|It may not seem glamorous, but there’s good money to be made with music tailored to children. Successful kid groups like The Wiggles sell out stadium-sized venues worldwide, and one good idea, like Craig Smith’s Wonky Donkey, can bring lucrative opportunities across a range of media. As recognised by the Children’s Song of the Year and Children’s Video of the Year awards, it is a specialist genre that often attracts new parents, and some hardy specialists like Captain Festus McBoyle. Silke Hartung met with Rich Manic to talk about his life as musical pirate.
Rich Manic used to be a screen printer by trade, with a shop on Auckland’s High St, taking care of the merchandise of bands like Head Like A Hole. After seven years of running the business, he got bored with it and moved via a job as caretaker in a school to working with children and music. Alas the pay was lousy. He felt the urge to make money with “…wild, wacky, wonderful things.”
Having previously played in Auckland rock bands such as the Manic Pop Junkies, Teen Shag Superstar and Runninghouse, he knew he enjoyed being on a stage. With an additional love for the theatrical, dressing up and make up, it seemed a natural choice, to become a pirate, says Manic. Soon, Captain Festus McBoyle was born.

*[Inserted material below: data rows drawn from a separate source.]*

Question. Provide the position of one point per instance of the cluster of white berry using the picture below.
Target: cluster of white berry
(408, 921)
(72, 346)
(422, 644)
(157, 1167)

As a musician, Manic is mainly a drummer, also admitting to very basic guitar skills. His pirate songs are usually written while in the shower, “…which is quite bizarre,” he admits, and can sometimes mean quite unpirate-like cleanliness due to abnormally long stays in the bathroom. In the early days of his pirating those song melodies were taken from the shower to partner in crime/guitarist Peter Toomey.
“He’s great, because you hum a song to him and he’ll come up with chords.”
The two share a similar upbringing on George Formby and Spike Milligan that Manic says very much influenced their music. Songs are often written using a pick ’n mix of actual historical facts, like for example the boats that came to NZ with early settlers, or family history around great-grandfather and great-grandmother Manic’s amputated legs.
Unfortunately Toomey didn’t like the performance side of the pirate life much, so Richard ‘Jesus’ Raine (The Twitch) turned into Fungal Finnegan, Festus McBoyle’s guitar-playing stage companion.
In the three years since their conception the captain and his mates have been travelling the length of the country performing. Starting with children’s birthday parties as Manic explains, but the fact that the pirates can roam (the high seas) makes them versatile. More and more they’re being invited to festivals, shopping centres, parades and schools – they even played on the Fan Trail for the Rugby World Cup.
Getting gigs takes a lot of promotion, all of which Manic currently does himself – a pirate’s life is not for everyone.
“Cold calling. That’s hard yacka, but it’s starting to get better with people calling us now more often. If you don’t ask you don’t get – and we can be cheeky, because we’re pirates!”
Earlier this year, ‘A Pirate’s Life – The Album’ was independently released. Unlike many other children’s acts, Captain Festus McBoyle’s songs avoid sugary messages, and rather bring just the right amount of “ew!” as a bonus. There’s something in the songs for all ages, some sounding like shanties, others reminding vaguely of the Mountain Goats, bound together with piratey story elements. Elliot Stewart’s album cover art is so gorgeous that I suggest they create a book alongside the next album.
“We’ve already got another two or three albums written and ready to record, it’s just a matter of finding the funds,” Manic responds.
Asked about the unique challenges that come with the territory of making music for children, he laughs.
“Kids! There are unlimited dynamics during gigs, and there’s always one who wants to give you grief!”
Once a pair of twins held on to his boots and wouldn’t let go, so he proceeded with the show, moving around with two giggling kids stuck to his leg.
“‘Are you alright down there? Hold on tight!’ The biggest challenge is to not step on a child!” He did. Once.
From a business point of view Manic says it’s a struggle for kids’ music writers to find distribution in NZ, where it seems American products are often preferred. He talks a lot about the pirates as a brand and the image of the act.
“I’ve only just realised that I’m sitting on a fully fledged business here.”
And it’s good business. For the second year in a row they were finalists for NZ‘s Children’s Music Awards. His crew has expanded with a new pirate, Adam Willis (Herbacious Pepperonicle aka Sir William Crust), and Manic can proudly say the bulk of his income comes from his music. A claim fewer Kiwi-based artists can make these days.